Jishnu Debbarma says that the communists have deliberately kept the tribals poor. “It is easy to control the poor. The communist cadres terrorise and subjugate the tribals. If the tribals are educated and progress in life, they will demand their due share of development and other rights, and the communists will feel challenged then. So it is the policy of the communists to keep the tribals in particular and the people of the state in general, poor and backward. That way, they can have a lot of leverage on the people and even small favours doled out by the government will make the people feel indebted to them. If a person has just one meal a day, a free cup of tea will be enough to gain his loyalty. That is communist philosophy. And those whose loyalty cannot be bought are beaten into submission,” he explained.

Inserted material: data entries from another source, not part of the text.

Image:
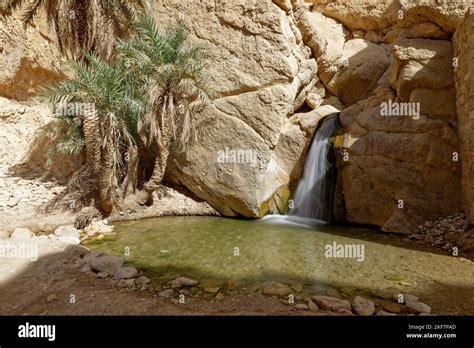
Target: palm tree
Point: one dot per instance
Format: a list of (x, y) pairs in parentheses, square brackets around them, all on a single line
[(82, 25), (173, 79), (107, 117)]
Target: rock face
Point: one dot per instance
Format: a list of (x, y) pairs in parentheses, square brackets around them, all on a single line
[(382, 14), (422, 64), (29, 59), (464, 51), (260, 66), (366, 63)]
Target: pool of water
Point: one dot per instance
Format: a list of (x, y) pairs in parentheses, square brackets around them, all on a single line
[(248, 253)]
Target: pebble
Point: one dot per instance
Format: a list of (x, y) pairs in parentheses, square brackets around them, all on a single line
[(333, 304), (362, 306), (126, 283), (403, 298), (67, 231), (51, 298), (301, 306), (384, 313), (182, 282), (109, 264), (142, 280), (333, 293), (213, 290), (21, 234), (312, 306), (418, 307), (13, 201), (126, 273), (276, 289), (392, 307), (86, 269), (166, 293)]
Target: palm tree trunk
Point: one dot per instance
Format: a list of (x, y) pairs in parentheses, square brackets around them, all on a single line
[(106, 183), (130, 181), (144, 196), (90, 122)]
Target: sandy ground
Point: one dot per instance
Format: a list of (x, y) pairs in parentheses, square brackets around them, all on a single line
[(47, 286)]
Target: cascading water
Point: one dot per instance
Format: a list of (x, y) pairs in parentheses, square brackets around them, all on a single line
[(313, 196)]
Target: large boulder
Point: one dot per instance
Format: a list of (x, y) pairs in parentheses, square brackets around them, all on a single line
[(259, 68), (366, 63), (421, 63), (326, 38), (399, 171)]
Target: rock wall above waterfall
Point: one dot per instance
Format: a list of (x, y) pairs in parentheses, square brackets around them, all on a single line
[(464, 76)]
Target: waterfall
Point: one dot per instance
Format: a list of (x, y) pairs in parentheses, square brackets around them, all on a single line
[(313, 196)]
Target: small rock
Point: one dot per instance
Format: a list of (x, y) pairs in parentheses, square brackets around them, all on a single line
[(185, 292), (126, 273), (142, 280), (213, 290), (67, 231), (166, 293), (21, 234), (109, 264), (126, 283), (13, 201), (418, 307), (102, 275), (276, 289), (51, 298), (182, 282), (297, 287), (92, 255), (362, 306), (333, 293), (392, 307), (403, 298), (382, 293), (86, 268), (312, 306), (302, 306), (332, 303)]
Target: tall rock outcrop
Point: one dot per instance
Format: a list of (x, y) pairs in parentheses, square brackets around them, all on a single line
[(260, 66), (29, 58), (464, 75)]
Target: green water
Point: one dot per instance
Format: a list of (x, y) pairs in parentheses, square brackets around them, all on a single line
[(217, 251)]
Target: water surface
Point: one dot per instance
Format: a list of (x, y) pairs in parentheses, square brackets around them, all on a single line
[(248, 253)]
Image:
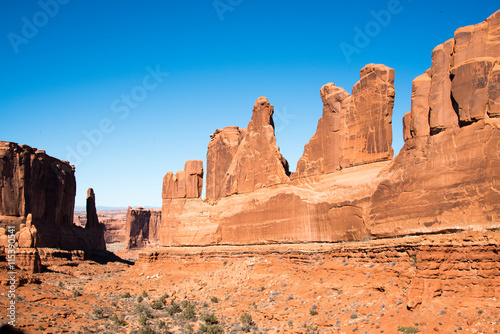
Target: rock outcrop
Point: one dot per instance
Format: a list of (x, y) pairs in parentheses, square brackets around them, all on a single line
[(92, 219), (37, 196), (142, 227), (447, 175), (33, 182), (187, 183), (241, 161), (353, 130)]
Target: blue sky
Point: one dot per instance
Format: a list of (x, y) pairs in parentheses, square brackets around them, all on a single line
[(128, 90)]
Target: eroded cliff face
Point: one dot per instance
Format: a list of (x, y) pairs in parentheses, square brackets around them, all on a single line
[(353, 130), (256, 161), (37, 196), (446, 177), (142, 227), (33, 182)]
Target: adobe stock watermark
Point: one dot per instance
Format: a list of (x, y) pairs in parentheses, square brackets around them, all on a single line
[(284, 118), (222, 6), (363, 37), (11, 275), (121, 107), (30, 26)]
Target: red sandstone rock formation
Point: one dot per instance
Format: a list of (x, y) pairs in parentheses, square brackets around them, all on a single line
[(92, 219), (240, 161), (33, 182), (354, 130), (447, 174), (445, 178), (37, 196), (142, 227), (187, 183)]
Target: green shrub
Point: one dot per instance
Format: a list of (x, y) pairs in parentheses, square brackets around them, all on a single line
[(246, 318), (157, 305), (98, 312), (174, 308), (120, 321), (189, 312)]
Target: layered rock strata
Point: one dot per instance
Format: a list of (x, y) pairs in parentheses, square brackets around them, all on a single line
[(37, 196), (142, 227), (447, 175), (243, 160), (354, 129)]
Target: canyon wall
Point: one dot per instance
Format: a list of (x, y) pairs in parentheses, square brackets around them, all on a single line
[(37, 196), (447, 175), (346, 187), (251, 197)]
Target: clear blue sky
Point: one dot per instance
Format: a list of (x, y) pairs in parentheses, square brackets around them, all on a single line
[(70, 71)]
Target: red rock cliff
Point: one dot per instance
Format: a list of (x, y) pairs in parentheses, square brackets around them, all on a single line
[(354, 130), (37, 195)]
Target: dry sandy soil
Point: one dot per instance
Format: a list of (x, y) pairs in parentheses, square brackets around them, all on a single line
[(356, 287)]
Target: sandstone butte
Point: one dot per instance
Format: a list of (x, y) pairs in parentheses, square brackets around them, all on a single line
[(37, 196), (346, 187)]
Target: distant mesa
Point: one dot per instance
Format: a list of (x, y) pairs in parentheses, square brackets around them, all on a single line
[(346, 185)]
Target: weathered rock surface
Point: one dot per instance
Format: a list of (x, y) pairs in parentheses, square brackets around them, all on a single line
[(446, 177), (33, 182), (187, 183), (92, 219), (256, 161), (353, 130), (142, 227), (37, 196)]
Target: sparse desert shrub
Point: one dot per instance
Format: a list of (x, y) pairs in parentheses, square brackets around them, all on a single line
[(98, 313), (246, 318), (188, 313), (146, 329), (118, 320), (247, 322), (157, 305), (211, 324), (174, 308), (408, 330)]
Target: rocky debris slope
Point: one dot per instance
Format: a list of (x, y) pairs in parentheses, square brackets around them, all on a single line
[(433, 283)]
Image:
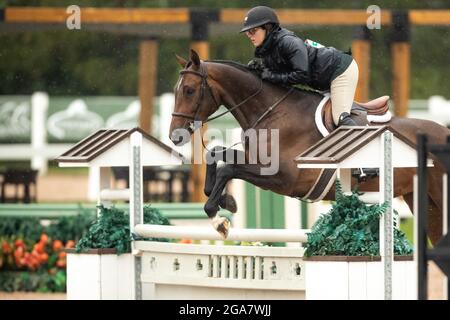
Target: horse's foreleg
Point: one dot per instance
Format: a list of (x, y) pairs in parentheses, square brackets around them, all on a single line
[(211, 166), (249, 173)]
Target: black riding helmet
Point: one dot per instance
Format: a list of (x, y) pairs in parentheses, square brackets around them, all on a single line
[(259, 16)]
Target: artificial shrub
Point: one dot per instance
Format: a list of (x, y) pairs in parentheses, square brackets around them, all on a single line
[(351, 228), (112, 230)]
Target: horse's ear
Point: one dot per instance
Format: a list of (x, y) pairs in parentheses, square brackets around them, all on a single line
[(181, 60), (195, 58)]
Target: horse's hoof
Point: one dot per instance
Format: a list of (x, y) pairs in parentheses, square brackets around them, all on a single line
[(210, 210), (222, 225), (227, 202)]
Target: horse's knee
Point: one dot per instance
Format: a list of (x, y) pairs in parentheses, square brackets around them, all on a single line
[(210, 209), (225, 172)]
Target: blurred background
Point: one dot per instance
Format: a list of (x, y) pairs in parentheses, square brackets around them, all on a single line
[(59, 85)]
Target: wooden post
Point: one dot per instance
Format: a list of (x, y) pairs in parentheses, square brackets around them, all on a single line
[(199, 34), (400, 51), (148, 61), (361, 54)]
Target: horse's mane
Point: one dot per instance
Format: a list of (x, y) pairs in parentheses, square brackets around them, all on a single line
[(245, 68)]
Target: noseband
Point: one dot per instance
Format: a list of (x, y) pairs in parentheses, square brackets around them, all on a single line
[(204, 75)]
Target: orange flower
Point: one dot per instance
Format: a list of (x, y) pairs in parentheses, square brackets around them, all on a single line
[(6, 247), (57, 245), (44, 238), (43, 258), (39, 247), (18, 253), (61, 263), (19, 243), (70, 244)]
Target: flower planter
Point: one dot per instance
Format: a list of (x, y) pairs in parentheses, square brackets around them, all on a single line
[(358, 278), (99, 274)]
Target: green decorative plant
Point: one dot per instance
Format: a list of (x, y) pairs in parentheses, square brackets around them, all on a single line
[(351, 228), (112, 230)]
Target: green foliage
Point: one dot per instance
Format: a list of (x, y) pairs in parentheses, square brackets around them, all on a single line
[(112, 230), (351, 228), (35, 282), (31, 228)]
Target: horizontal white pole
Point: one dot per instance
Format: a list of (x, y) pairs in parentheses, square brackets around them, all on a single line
[(26, 151), (115, 194), (208, 233), (370, 197)]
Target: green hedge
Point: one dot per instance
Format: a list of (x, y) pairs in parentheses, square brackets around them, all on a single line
[(32, 256), (351, 228)]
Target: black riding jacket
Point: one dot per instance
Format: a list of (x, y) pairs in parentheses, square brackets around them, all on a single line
[(292, 61)]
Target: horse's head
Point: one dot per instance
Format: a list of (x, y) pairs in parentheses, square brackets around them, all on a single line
[(195, 99)]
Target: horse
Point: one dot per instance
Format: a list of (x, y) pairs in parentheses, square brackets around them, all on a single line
[(203, 86)]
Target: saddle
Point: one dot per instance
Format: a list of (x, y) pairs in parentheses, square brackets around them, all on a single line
[(359, 111)]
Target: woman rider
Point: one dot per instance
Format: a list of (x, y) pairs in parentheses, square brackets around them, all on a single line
[(289, 60)]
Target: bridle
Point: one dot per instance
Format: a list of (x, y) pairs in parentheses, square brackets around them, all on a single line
[(205, 85)]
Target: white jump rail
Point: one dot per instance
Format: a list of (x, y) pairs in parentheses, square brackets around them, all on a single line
[(198, 271), (205, 233)]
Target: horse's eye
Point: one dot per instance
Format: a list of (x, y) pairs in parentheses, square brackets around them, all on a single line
[(190, 91)]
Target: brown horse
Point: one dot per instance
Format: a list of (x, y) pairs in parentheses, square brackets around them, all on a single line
[(205, 85)]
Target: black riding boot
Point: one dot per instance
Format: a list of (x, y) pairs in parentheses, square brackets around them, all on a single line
[(346, 120)]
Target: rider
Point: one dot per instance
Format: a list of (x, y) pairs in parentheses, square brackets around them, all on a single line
[(289, 60)]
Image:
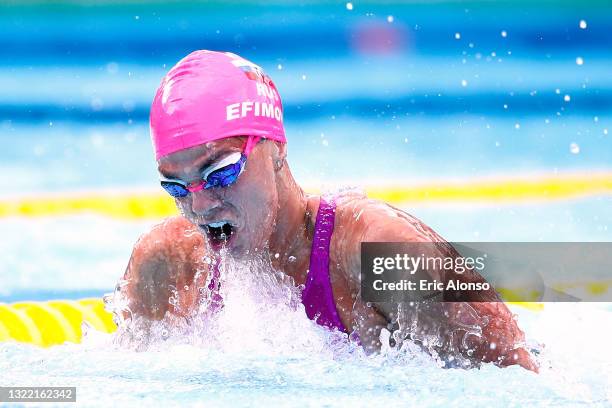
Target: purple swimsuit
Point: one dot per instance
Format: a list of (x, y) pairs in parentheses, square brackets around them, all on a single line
[(317, 297)]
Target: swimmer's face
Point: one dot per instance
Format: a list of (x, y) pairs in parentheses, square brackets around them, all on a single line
[(240, 216)]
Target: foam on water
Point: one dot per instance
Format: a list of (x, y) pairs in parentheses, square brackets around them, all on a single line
[(577, 370)]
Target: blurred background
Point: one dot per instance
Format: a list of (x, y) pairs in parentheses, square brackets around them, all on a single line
[(489, 120)]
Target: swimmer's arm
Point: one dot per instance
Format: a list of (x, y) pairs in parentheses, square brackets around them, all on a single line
[(163, 265), (501, 338)]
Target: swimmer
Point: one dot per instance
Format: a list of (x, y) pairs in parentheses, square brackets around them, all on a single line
[(216, 125)]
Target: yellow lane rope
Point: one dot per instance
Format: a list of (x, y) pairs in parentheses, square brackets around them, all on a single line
[(52, 322), (56, 322), (159, 205)]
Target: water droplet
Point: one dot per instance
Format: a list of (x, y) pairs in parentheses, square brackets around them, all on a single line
[(574, 148)]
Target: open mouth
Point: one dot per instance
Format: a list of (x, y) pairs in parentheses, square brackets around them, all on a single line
[(219, 233)]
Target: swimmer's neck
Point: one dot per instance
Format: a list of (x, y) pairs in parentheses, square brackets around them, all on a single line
[(291, 237)]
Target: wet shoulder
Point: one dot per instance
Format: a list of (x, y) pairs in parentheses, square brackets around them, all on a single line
[(362, 219)]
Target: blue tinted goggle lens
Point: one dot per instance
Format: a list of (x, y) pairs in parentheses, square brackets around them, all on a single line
[(174, 189), (222, 177), (225, 176)]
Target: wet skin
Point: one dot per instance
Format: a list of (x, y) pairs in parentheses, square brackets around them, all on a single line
[(266, 205)]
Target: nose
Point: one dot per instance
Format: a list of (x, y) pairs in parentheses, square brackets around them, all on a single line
[(203, 201)]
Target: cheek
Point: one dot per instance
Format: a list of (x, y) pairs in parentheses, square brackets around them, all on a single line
[(184, 207), (259, 204)]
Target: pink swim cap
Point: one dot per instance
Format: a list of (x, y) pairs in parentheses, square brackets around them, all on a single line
[(211, 95)]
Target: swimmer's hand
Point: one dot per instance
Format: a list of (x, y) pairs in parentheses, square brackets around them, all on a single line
[(502, 339), (165, 271)]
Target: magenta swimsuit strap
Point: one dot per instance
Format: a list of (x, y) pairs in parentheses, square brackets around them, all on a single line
[(317, 297)]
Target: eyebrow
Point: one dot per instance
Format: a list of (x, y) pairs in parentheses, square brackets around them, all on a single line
[(207, 163)]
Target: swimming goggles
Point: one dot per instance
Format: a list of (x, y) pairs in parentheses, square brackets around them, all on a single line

Thanks to unemployment (the number of registered unemployed is about 8 lakh, or nearly 22 per cent of the state’s population; the actual numbers are higher), lack of industries and revenue generation, endemic corruption, lack of development and progress and the 25-year misrule of the CPI(M)-led Left Front, anti-incumbency is very high. But the CPI(M) is well-entrenched in power, and dislodging it would be a difficult task.
BJP-in-charge of Tripura, Sunil Deodhar, who has been camping in Agartala for three years now and has toured the state extensively, says that the CPI(M) would have been ousted in the last elections only, but for the extensive rigging of the polls. “The electoral rolls are inflated with a huge number of fake voters. All these votes go to the CPI(M). And then there is the infamous rigging machinery of the CPI(M) wherein voters are intimidated by CPI(M) goons, people are disallowed from voting and their votes cast by CPI(M) cadres, polling officials and police are co-opted and opposition candidates terrorised,” said Deodhar.
The BJP has gone for the jugular against the CPI(M). It has launched an aggressive campaign and is being increasingly seen by voters as a viable and strong alternative to the CPI(M). To that, CPI(M) state committee member, Badal Choudhury said that, “We will launch a counter-campaign soon against the BJP’s communal agenda. The people of Tripura do not want a communal force in the state. The BJP’s economic policies have been disastrous for the country.”
But, it is evident that the CPI(M), unnerved by the BJP’s campaign highlighting its dismal record in Tripura, is trying to shift the attention of the electorate to other issues. “But we will not allow that and the focus will remain firmly on local issues like lack of development, corruption, unemployment and the abject failure of the CPI(M) to do anything for Tripura,” said a senior BJP leader. If the BJP sustains its aggressive campaign and can convince the people of Tripura that it can dislodge the CPI(M) from power, the polls scheduled for early next year could witness the exit of the CPI(M). But even so, it will be a very closely-contested election, and one marked by violence because the CPI(M) is bound to unleash its cadres if it sees power slipping from its grip.